Via FilmDrunk I learn of the totally bullshit way that the new PG-13 Total Recall is going to "show" a woman with three breasts—easily the only part of the good ol' R-rated Total Recall that anyone ever talks about. At fancy dinner parties I'm always like, "Let's talk about what Kuato's home life might be like," or, "Let's talk about the philosophical ramifications of utilizing ancient alien technology in order to terraform a planet we're clearly already exploiting just as we did Earth," but whatever halfwit jackass I'm talking to is always like, "Heh, that's the movie with the lady with three boobs in it!" and then I sigh and grudgingly participate in the resultant high five. (Please note the title of the YouTube above: "Girl with 3 Breasts !!! Total Recall Hooker with 3 BOOBIES!!")

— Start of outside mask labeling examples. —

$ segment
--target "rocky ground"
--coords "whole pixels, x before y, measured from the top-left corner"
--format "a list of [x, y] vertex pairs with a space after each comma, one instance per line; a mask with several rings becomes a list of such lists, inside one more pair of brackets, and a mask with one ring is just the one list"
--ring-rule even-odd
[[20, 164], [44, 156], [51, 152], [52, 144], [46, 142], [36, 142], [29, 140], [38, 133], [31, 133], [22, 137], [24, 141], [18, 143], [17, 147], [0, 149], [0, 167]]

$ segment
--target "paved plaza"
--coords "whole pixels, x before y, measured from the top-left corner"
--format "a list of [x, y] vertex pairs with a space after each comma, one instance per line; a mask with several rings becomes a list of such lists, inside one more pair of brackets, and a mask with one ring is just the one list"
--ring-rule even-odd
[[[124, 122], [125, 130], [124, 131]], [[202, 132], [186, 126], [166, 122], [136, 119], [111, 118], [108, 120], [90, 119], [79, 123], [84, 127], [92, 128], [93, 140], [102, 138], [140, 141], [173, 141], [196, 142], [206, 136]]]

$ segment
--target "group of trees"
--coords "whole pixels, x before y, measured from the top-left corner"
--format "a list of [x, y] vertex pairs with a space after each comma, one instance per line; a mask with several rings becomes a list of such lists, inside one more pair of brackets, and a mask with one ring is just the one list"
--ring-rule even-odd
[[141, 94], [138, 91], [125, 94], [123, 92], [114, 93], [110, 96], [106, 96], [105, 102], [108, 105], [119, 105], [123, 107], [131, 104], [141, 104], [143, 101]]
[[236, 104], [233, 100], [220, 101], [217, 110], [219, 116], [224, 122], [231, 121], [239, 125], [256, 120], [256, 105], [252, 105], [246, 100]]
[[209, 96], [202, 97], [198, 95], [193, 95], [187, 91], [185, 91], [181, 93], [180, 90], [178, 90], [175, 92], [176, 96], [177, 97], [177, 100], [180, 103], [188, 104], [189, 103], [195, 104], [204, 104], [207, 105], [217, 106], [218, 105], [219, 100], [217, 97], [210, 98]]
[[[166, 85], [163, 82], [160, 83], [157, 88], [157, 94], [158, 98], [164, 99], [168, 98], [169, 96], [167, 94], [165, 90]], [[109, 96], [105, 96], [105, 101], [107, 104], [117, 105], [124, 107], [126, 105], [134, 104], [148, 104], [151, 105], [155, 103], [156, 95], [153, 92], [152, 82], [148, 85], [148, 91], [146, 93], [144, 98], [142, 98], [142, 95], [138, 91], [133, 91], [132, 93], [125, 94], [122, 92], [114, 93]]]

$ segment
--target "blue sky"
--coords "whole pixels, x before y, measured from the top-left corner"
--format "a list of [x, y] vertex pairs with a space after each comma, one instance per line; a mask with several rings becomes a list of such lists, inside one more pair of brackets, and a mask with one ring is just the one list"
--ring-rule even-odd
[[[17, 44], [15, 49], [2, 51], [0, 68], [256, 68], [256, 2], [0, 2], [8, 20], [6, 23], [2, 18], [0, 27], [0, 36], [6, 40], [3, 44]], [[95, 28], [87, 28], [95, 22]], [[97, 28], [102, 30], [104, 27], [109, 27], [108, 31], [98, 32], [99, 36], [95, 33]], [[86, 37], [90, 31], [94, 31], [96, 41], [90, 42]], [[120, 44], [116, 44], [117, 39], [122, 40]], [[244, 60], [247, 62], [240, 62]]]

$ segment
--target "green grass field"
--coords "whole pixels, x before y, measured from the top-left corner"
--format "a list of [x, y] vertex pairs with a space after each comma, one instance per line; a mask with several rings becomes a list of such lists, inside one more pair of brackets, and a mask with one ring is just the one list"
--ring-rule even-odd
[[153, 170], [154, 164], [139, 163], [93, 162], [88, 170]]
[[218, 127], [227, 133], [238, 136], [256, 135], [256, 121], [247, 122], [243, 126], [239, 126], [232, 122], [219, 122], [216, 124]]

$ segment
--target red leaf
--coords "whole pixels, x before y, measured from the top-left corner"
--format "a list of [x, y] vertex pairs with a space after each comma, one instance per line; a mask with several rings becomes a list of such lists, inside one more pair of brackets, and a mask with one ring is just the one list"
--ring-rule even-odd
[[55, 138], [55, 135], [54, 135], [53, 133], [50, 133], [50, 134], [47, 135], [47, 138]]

ANYWAY, knowing that (A) they wanted to make the new Total Recall for children, and (B) they'd piss off halfwit jackasses everywhere if they didn't at least make a token inclusion of Ol' Tri-Titty (WHAT, don't look at me, that's what director Paul Verhoeven called her on set, that guy's a jerk), the makers of the new Total Recall came up with a solution that will please absolutely no one. (Except for maybe my boss, Wm. Steven Humphrey, who informed me that PG-13 Ol' Tri-Titty "is simultaneously grotesque and hot," then locked himself in the bathroom.) Head over to the Daily Mail to be disappointed.
P.S. Sorry everyone, this is probably one of the dumbest posts I have ever written.